As with all government legislation, the text of the bill, along with a summary and other information such as sponsorships and cost impact, is available online in various places. It’s your right to know what these bills say.

We chose the Web site of the Library of Congress, which allows citizens to search all federal bills through its THOMAS system (named after Declaration of Independence author Thomas Jefferson). The actual bill is titled, “America’s Affordable Health Choices Act of 2009,” officially known as House of Representatives Bill 3200, or H.R.3200 for short.

Unless you’ve got extensive legal training and/or expertise in government health care and social security legislation, this won’t help the average citizen figure out what’s going on. Sure, you can get some clues by clicking on various items in the table of contents. But you won’t be able to fully grasp the entirety of the bill simply by reading it.

The reason is because the health care bill is 1,017 pages long and includes references to other sections of law that you need to know for one particular section to make sense. If you clicked on to each reference, it would probably make your reading 10,000 pages, and you still might not be able to digest all the subtle changes.  Usually, reading the bill summary helps a lot. But as detailed and confusing as the actual text of the bill is, the summary is comparably vague and unhelpful.

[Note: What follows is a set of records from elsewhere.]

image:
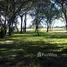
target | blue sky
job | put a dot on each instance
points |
(56, 22)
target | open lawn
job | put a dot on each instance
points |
(21, 50)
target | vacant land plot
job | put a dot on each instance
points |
(21, 50)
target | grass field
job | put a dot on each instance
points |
(20, 50)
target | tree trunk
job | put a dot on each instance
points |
(47, 27)
(21, 23)
(24, 29)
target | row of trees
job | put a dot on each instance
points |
(47, 10)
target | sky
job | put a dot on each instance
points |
(56, 22)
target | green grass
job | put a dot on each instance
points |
(22, 47)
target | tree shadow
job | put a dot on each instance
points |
(25, 54)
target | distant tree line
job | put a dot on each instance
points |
(47, 10)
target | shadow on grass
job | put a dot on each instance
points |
(25, 54)
(42, 34)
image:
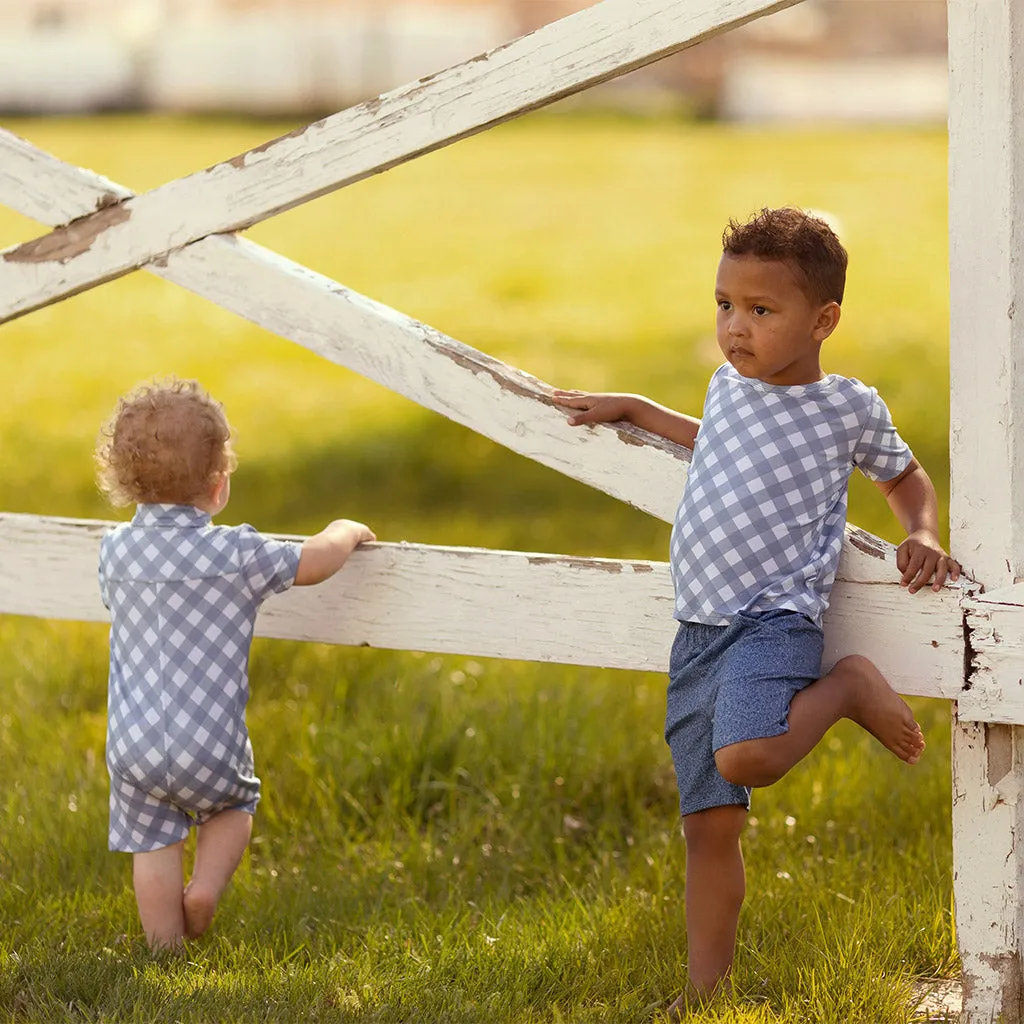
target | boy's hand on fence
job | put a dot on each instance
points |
(357, 532)
(921, 558)
(327, 551)
(599, 408)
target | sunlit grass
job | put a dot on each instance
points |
(445, 839)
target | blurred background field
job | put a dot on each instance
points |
(446, 839)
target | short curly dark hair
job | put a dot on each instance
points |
(165, 442)
(797, 238)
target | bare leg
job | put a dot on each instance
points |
(716, 885)
(219, 846)
(157, 876)
(854, 689)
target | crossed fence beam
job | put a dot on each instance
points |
(962, 645)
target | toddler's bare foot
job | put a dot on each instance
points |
(677, 1012)
(200, 906)
(879, 709)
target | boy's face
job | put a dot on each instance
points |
(766, 326)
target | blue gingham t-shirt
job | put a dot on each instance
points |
(761, 523)
(183, 596)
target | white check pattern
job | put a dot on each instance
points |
(183, 596)
(761, 523)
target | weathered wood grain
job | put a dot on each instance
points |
(986, 237)
(512, 604)
(593, 45)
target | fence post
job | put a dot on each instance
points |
(986, 233)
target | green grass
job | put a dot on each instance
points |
(444, 839)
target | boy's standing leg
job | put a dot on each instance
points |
(716, 885)
(157, 877)
(220, 843)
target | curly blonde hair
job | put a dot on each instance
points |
(166, 442)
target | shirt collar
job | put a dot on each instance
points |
(169, 515)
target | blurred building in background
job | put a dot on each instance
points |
(822, 59)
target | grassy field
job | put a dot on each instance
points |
(444, 839)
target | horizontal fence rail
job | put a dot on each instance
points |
(511, 604)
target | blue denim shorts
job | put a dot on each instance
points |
(731, 683)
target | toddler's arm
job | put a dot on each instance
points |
(911, 497)
(635, 409)
(326, 552)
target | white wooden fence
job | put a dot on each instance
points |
(966, 644)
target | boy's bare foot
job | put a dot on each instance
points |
(200, 906)
(878, 708)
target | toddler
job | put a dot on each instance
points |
(183, 596)
(754, 552)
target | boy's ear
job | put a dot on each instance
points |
(217, 482)
(827, 321)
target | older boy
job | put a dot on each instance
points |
(183, 596)
(755, 549)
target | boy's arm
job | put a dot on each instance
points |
(326, 552)
(635, 409)
(911, 497)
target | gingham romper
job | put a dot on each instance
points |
(183, 596)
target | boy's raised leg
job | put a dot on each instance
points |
(219, 846)
(853, 689)
(157, 877)
(716, 885)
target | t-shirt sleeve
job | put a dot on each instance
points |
(881, 453)
(267, 564)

The Detroit Free Press has put together a Q&A that helps answer some questions and dispel some of the myths about the proposal. Some lobby groups, such as ARRP, have put out information sheets on the impact of the legislation, which they’ve posted on their respective Web sites. You might also attend some of the town hall meetings being held by members of Congress on the topic. Watch The Post-Star for info on upcoming town hall meetings by Congressman Scott Murphy. Other than that, read as many articles about it as possible.

Sifting through the actual legislation might give you some understanding of health care reform. But if you really want to grasp it, in this case you’re better off seeking out sources other than the bill itself.